Effect of hydrotreating on the pyrolysis oil composition: GC-MS studies

Abstract

The processing of waste tires is a significant challenge. The pyrolysis of waste tires offers a sustainable pathway to produce fuels, addressing both waste management and energy recovery challenges. However, due to the presence of a large amount of unsaturated, aromatic hydrocarbons and sulfur compounds, their direct use as fuel is not possible. Catalysts based on Pd, Pt, and other metals are commonly used for the hydrotreating of pyrolysis oil for producing alternative transportation fuels. The effect of hydrotreating with the commercial Pt/Al₂O₃ and NiMo/Al₂O₃ catalysts on the chemical composition of tire pyrolysis oil was analyzed by GC-MS following a developed extraction sample preparation procedure. The pyrolysis of tires was conducted at 500 °C in a nitrogen atmosphere. The catalytic hydrotreating was performed using a 250 mL reactor at 250–350 °C and 6.5 MPa hydrogen pressure. The hexane solution of pyrolysis oil was sequentially extracted with water and dimethyl sulfoxide and then treated with oleum to separate complex pyrolysis oil into water-soluble compounds, polycyclic aromatic hydrocarbons, and saturated hydrocarbons (naphthalenes and alkanes). It was found that unsaturated hydrocarbons and water-soluble compounds were effectively removed from pyrolysis oil by hydrotreating with the NiMo/Al₂O₃ catalyst, which demonstrated superior performance compared to the Pt/Al₂O₃ catalyst that showed only partial removal. Moreover, it was demonstrated that NiMo/Al₂O₃ was a more efficient catalyst for the hydrotreating of pyrolysis oil to reduce the contents of toxic PAHs, sulfur, nitrogen, and oxygen in pyrolysis oil.
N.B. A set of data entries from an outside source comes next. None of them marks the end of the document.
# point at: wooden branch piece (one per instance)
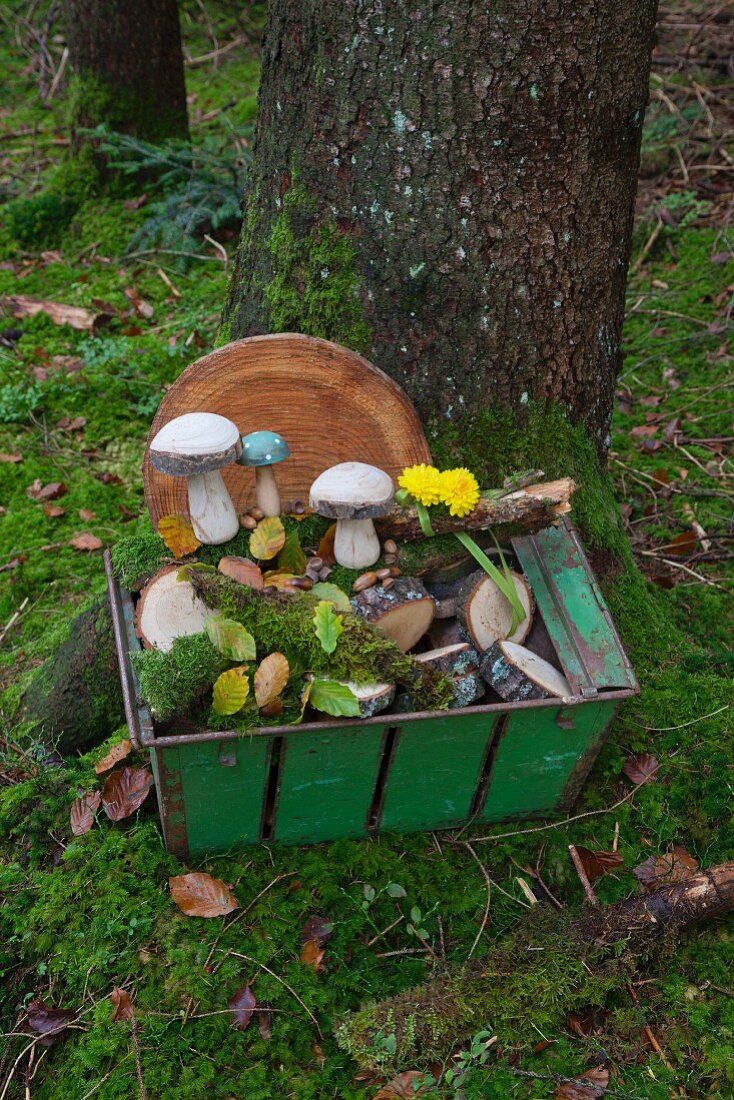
(527, 509)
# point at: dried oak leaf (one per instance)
(660, 870)
(83, 812)
(123, 1008)
(118, 752)
(243, 1007)
(198, 894)
(642, 768)
(86, 541)
(313, 955)
(48, 1023)
(124, 792)
(589, 1086)
(596, 864)
(407, 1084)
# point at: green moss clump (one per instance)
(315, 286)
(172, 681)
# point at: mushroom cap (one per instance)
(195, 443)
(263, 449)
(352, 491)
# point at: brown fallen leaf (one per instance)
(124, 792)
(51, 492)
(122, 1004)
(83, 812)
(241, 570)
(86, 541)
(641, 769)
(407, 1084)
(177, 534)
(198, 894)
(243, 1005)
(48, 1023)
(659, 870)
(596, 864)
(21, 305)
(589, 1086)
(118, 752)
(313, 955)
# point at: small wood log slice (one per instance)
(403, 613)
(516, 673)
(242, 570)
(485, 614)
(460, 663)
(168, 608)
(373, 699)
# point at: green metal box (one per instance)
(406, 772)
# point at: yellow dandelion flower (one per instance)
(459, 491)
(423, 483)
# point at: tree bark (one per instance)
(449, 189)
(128, 67)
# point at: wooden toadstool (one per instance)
(353, 494)
(196, 446)
(262, 450)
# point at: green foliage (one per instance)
(172, 681)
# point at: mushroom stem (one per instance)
(210, 508)
(269, 498)
(355, 543)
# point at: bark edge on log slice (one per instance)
(402, 613)
(484, 613)
(516, 674)
(168, 608)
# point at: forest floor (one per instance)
(83, 915)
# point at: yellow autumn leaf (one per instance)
(271, 678)
(231, 690)
(267, 538)
(177, 534)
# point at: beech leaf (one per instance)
(124, 792)
(325, 590)
(118, 752)
(177, 534)
(123, 1009)
(267, 538)
(328, 625)
(641, 769)
(83, 812)
(292, 558)
(230, 638)
(335, 699)
(231, 690)
(199, 894)
(596, 864)
(271, 678)
(243, 1005)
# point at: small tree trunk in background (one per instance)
(128, 67)
(448, 188)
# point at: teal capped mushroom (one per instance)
(262, 450)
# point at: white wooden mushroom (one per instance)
(196, 446)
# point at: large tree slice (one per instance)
(517, 673)
(168, 608)
(402, 613)
(484, 612)
(530, 509)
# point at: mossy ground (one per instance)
(80, 915)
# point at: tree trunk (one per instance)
(551, 965)
(448, 188)
(128, 67)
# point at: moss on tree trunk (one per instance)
(128, 68)
(449, 189)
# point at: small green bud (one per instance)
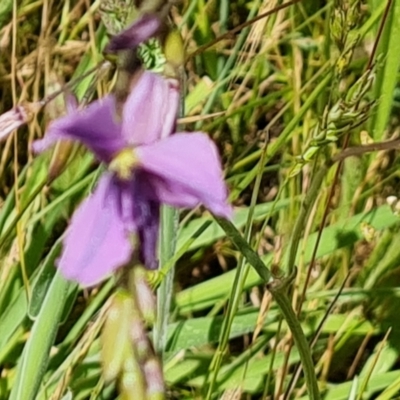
(115, 336)
(174, 49)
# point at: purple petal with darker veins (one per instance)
(148, 235)
(141, 30)
(150, 110)
(95, 127)
(185, 169)
(96, 242)
(146, 213)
Compared with the conventional Urals crude oil, TPOs possessed higher proportions of valuable gasoline and diesel but contained significantly more sulfur, nitrogen, and aromatic compounds as contaminants. Although hydrotreating produced a diesel fraction meeting key fuel specifications (e.g., heating value, flash point, and density), its residual PAH (0.200 wt%) and sulfur (0.0432 wt%) content still exceeded commercial diesel standards.